Da alcuni decenni, il sistema di istruzione emiliano-romagnolo (apripista riconosciuto di una scuola 3 volte E: Efficiente, Efficace, Equa) ha dato le ruote a un sistema formativo “integrato” che si qualifica per la messa a disposizione di aule didattiche/più sia all’utenza dell’obbligo, sia a quella del postobbligo. Come dire, la nostra Regione dispone di un sistema di istruzione - a base territoriale - dove la scuola pedala sullo stesso tandem con le “teche” (ludoteche, biblioteche, museoteche, pinacoteche, musicoteche, mediateche) disseminate nei contesti urbani e nelle aree interne. Rinforziamo il concetto. Dagli anni ottanta, il territorio regionale ha inaugurato un fecondo rapporto di “reciprocità” tra la cultura del dentro-scuola e quella del fuori-scuola secondo linee di complementarità delle rispettive risorse educative. Questa, la finalità perseguita. Il tramonto di un sistema di istruzione corpo/separato dalla variopinta rete delle agenzie formative presenti nei tessuti cittadini e periferici.

UN DIECI TONDO AULE DIDATTICHE DECENTRATE. - Questo sistema di istruzione “integrato” - che brilla di luce intensa sulle nostre pianure e colline - gode di eccellenti voti pedagogici e didattici. Ne citiamo cinque.
(1) Bel/voto alla pratica dei Laboratori extrascolastici, il cui merito é di ridimensionare la persistente egemonia dell’aula-classe quale unico luogo capitalizzazione delle conoscenze. (2) Bel/voto al rispetto gli Stili cognitivi di ciascun allievo, proprio perché le aule didattiche/più favoriscono l’ apprendimento su-misura. (3) Bel/voto alla Negoziazione attiva e creativa delle conoscenze da parte degli allievi: impegnati a progettare, costruire e verificare - insieme - i saperi raccolti nel territorio. (4) Bel/voto a un’istruzione che vola nei cieli della Ricerca: nel fuori-scuola si impara a curiosare e a scoprire - da soli e/o in gruppo - le conoscenze. (5) Bel/voto a una compiuta Integrazione degli allievi in difficoltà nei processi di socializzazione e di apprendimento: proprio perché nelle aule didattiche decentrate i disabili si sentono in sintonia con il loro mondo di cose e di valori.
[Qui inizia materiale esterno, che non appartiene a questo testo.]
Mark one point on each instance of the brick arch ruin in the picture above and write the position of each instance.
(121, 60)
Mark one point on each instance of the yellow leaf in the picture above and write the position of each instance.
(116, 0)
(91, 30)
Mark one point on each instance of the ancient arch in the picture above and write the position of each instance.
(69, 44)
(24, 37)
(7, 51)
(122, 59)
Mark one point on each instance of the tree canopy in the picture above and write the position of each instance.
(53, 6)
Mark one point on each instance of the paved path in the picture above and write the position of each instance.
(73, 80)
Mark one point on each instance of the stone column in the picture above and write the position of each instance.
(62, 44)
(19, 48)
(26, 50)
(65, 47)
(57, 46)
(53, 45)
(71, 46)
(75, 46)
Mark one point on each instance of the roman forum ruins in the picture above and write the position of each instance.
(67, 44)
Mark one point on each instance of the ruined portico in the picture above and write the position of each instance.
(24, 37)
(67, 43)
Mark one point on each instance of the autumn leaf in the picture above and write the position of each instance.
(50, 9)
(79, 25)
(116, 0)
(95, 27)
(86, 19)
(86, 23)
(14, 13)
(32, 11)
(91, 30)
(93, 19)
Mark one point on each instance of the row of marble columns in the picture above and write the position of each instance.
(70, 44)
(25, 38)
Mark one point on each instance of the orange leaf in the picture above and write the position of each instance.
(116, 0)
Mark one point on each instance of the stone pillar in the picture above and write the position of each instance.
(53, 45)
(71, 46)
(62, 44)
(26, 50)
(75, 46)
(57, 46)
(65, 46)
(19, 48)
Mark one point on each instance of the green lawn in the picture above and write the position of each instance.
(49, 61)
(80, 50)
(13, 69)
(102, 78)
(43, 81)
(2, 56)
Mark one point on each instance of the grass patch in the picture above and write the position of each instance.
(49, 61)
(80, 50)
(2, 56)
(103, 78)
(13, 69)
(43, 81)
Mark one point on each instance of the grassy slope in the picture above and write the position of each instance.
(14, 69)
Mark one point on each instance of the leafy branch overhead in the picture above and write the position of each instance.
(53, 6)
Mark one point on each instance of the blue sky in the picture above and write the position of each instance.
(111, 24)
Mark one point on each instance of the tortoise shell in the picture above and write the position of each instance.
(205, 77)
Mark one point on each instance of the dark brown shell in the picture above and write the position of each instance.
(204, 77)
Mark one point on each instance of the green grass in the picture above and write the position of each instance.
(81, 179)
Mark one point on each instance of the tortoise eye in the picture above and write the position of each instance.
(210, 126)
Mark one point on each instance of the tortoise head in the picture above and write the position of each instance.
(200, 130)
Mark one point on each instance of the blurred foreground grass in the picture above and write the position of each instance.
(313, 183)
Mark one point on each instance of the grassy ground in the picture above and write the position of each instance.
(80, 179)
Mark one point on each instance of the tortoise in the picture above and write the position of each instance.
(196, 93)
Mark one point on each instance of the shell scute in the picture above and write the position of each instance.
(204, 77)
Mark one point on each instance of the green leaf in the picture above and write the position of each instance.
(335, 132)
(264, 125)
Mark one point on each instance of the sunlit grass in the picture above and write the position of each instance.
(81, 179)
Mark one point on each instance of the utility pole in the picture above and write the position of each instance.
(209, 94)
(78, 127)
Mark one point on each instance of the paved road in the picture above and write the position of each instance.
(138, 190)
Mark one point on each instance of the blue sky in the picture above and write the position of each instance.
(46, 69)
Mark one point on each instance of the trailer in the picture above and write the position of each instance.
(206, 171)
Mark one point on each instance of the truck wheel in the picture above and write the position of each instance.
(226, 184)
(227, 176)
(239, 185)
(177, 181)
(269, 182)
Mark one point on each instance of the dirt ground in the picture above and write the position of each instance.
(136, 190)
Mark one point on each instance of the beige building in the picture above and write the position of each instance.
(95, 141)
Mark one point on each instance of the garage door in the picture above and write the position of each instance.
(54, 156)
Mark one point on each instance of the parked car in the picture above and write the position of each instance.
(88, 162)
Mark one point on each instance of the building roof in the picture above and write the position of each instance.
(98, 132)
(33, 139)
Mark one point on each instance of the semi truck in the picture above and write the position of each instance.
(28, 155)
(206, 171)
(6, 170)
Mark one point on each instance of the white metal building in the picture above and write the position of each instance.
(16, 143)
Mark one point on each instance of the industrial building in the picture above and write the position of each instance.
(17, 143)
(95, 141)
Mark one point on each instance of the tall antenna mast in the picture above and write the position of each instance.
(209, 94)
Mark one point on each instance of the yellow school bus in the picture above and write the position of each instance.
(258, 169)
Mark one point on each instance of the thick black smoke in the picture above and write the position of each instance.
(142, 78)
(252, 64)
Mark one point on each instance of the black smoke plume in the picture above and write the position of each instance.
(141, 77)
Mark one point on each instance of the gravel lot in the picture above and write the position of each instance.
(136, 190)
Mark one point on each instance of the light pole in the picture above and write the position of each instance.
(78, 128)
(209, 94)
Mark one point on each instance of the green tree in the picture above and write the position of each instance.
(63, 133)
UN VOTO IN PIU’: LA LODE. Nelle contrade del nostro Paese dove si negoziano le conoscenze tra la scuola e la città nascono ben visibili passioni e mobilitazioni popolari nel nome dell’educazione delle giovani generazioni. Sono territori che si popolano di larghi/girotondi tra studenti, insegnanti, genitori, enti locali, volontariato, parrocchie. Il tutto nel nome di un’istruzione democratica: per i ricchi e per i poveri, per gli abili e per i disabili, per gli italiani e per gli extracomunitari. E’ un crescente movimento di protesta contro la “riformicchia” della Gelmini: in grado di dare vento alle bandiere di un popolo progressista che difende con i denti la sua scuola “pubblica”. La sola garante sia del diritto di tutti gli allievi allo studio (antidoto contro ogni rigurgito discriminatorio), sia di un’elevata qualità dell’istruzione (antidoto contro ogni sapere coccodé).